We’re not quite yet to this point. But make no mistake — fall is here.

Leaf 10:13

Farmington River Report 8/12/14: Before the rains came

It’s been a slow summer for me swinging wets on the Farmington. Until today.

They dropped the flow from the dam to 340cfs, placing the upper river at a near-ideal 375cfs, and the lower river at 400cfs. Water temp on the lower river at 2pm was 66 degrees, darn good for mid-August, and no doubt cooler still at the bottom.

I visited several locations today on both ends of the river and found plenty of trout willing to jump on the wet fly. I fished my usual three-fly team; today it was a size 12 Squirrel and Ginger top dropper, a size 14 Drowned Ant in the middle, and a size 12 soft-hackle BHPT on point. I caught trout on all three flies, and even had a Farmington River Grand Slam with at least one brown, brookie, rainbow, and Atlantic salmon in the mix.
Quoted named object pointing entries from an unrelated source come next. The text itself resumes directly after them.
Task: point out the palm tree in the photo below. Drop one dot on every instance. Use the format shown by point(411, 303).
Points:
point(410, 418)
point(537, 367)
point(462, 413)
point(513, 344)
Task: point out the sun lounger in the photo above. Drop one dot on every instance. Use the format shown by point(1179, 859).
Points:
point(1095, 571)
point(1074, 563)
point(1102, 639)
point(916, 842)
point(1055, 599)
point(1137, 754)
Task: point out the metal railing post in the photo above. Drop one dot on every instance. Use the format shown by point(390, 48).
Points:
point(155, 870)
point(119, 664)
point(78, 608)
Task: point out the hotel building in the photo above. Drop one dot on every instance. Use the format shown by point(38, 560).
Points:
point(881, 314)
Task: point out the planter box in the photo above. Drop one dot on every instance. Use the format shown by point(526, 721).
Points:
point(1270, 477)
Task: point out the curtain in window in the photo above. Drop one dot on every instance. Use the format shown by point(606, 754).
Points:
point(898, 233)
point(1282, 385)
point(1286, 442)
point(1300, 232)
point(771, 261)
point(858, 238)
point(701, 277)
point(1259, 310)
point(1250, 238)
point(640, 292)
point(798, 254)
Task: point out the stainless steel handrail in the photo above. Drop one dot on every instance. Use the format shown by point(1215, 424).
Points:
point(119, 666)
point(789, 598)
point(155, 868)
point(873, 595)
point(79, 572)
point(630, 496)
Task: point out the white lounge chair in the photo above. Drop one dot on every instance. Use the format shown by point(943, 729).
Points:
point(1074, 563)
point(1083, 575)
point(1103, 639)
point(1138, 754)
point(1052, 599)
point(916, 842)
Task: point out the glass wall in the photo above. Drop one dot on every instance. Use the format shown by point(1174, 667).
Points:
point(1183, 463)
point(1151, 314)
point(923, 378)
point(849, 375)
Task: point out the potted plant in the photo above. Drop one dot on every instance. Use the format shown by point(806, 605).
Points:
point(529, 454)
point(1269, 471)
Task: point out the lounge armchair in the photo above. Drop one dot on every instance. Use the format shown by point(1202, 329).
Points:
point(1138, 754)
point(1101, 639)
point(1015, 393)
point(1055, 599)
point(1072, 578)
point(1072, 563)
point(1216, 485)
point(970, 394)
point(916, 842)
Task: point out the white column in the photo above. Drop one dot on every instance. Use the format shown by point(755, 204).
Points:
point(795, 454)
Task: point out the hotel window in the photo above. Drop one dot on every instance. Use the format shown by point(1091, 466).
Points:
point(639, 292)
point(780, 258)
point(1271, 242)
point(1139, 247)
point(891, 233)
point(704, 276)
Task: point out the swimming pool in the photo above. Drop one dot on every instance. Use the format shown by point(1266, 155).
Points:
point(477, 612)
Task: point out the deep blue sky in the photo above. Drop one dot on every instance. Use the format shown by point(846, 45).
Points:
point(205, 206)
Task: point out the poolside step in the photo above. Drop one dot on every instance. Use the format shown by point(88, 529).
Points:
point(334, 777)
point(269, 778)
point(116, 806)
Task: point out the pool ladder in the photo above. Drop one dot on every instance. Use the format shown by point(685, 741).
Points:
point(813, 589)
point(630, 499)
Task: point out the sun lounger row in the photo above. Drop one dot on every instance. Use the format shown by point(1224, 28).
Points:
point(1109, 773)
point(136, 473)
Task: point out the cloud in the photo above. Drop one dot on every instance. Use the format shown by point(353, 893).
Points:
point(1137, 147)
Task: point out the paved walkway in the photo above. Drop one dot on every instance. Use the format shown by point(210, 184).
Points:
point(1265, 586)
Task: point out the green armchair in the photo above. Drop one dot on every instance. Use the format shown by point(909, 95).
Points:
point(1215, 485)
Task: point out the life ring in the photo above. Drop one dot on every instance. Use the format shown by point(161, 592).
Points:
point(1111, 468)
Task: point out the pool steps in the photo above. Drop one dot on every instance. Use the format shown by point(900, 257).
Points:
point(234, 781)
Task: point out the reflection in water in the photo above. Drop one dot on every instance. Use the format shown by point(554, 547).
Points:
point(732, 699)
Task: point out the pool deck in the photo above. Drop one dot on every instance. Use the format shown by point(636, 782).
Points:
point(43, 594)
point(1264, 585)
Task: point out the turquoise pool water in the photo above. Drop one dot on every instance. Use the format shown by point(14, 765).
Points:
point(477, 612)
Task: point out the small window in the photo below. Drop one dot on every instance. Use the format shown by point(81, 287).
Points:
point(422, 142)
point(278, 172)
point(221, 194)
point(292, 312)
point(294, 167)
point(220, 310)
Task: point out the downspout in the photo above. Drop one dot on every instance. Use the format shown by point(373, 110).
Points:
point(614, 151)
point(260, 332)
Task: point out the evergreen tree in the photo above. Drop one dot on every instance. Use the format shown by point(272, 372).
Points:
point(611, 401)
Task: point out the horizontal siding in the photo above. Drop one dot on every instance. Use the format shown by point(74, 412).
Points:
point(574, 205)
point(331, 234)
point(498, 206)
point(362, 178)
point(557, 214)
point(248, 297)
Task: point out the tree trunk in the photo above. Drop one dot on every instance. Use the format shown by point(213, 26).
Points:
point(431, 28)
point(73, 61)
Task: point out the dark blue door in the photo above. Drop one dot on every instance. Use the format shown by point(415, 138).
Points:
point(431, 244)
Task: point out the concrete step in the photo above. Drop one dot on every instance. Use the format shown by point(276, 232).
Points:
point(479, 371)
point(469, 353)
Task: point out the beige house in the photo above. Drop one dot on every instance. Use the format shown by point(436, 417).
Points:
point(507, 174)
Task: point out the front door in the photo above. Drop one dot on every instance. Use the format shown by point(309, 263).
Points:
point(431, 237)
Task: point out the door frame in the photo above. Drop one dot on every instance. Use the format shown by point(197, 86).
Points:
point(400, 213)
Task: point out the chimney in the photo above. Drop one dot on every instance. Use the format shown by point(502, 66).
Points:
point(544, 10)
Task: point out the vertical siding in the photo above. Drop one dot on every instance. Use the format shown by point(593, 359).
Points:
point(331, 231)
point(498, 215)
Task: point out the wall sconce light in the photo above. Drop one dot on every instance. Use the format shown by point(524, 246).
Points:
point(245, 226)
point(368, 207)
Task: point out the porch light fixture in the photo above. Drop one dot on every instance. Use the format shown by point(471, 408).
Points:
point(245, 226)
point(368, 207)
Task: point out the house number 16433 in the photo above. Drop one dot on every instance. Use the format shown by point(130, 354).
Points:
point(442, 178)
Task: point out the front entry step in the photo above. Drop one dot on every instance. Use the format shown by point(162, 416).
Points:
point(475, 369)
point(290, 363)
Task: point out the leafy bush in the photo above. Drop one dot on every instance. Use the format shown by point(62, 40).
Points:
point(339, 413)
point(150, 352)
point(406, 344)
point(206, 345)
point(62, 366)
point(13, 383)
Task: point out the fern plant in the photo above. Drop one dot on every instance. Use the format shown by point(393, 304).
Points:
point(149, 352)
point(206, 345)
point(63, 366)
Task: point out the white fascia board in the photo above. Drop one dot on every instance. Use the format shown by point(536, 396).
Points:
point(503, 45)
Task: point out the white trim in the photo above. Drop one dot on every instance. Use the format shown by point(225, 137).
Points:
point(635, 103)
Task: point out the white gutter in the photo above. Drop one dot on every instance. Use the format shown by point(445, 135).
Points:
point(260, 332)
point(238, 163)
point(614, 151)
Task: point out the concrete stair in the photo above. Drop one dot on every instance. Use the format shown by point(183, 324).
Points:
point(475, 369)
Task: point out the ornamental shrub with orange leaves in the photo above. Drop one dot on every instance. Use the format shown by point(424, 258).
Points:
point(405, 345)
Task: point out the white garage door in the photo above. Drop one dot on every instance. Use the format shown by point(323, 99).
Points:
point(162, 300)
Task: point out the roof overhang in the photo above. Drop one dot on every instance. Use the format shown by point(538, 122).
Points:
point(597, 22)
One of today’s salmon was approaching the double-digit inches mark. Salar the Leaper indeed.

A staggeringly beautiful wild Farmington brookie who took a Drowned Ant on a mended swing. This is one of the best fish I’ve ever landed on this river, a tremendous fighter worthy of your applause. Also note the classic contrasting colors of the fontinalis fin.


With the lower flows, my focus was on exploring some treacherous snotty water that had been previously out of reach. I almost went swimming a few times, and I even breached my waders when I stepped into a chest-high hole. (Please use a wading staff when you’re wading swift or difficult sections.)

Very little in the way of hatch activity today, although the Cedar Waxwings were busy.

The big one — 20+ inches —  on a wet fly still eludes me this year. But with a bounty of wild browns like this one, I’m not complaining.


Where stripers come from

Just returned from a family reunion along the shores of the world’s greatest striped bass nursery, the Chesapeake Bay. I didn’t fish, but visiting the Chesapeake always makes me wonder how many of the stripers I’ve caught began their lives here.

If you’re an old Block Island hand, you know Ballard’s is lobster. Welcome to Ballard’s mid-Atlantic cousin, The Crab Claw. They cover your table with heavy paper, then pile your steamed seasoned crabs in front of you along with a wooden mallet and a roll of paper towels. I also had some oysters on the half shell and this apropos of everything ale.



When he’s not catching fish, he’s piloting the boat. Cam at the helm of the Promotion, under the guidance of Rear Admiral George Ellis (Ret.), Annapolis Class of 1945, known to us simply as Uncle George.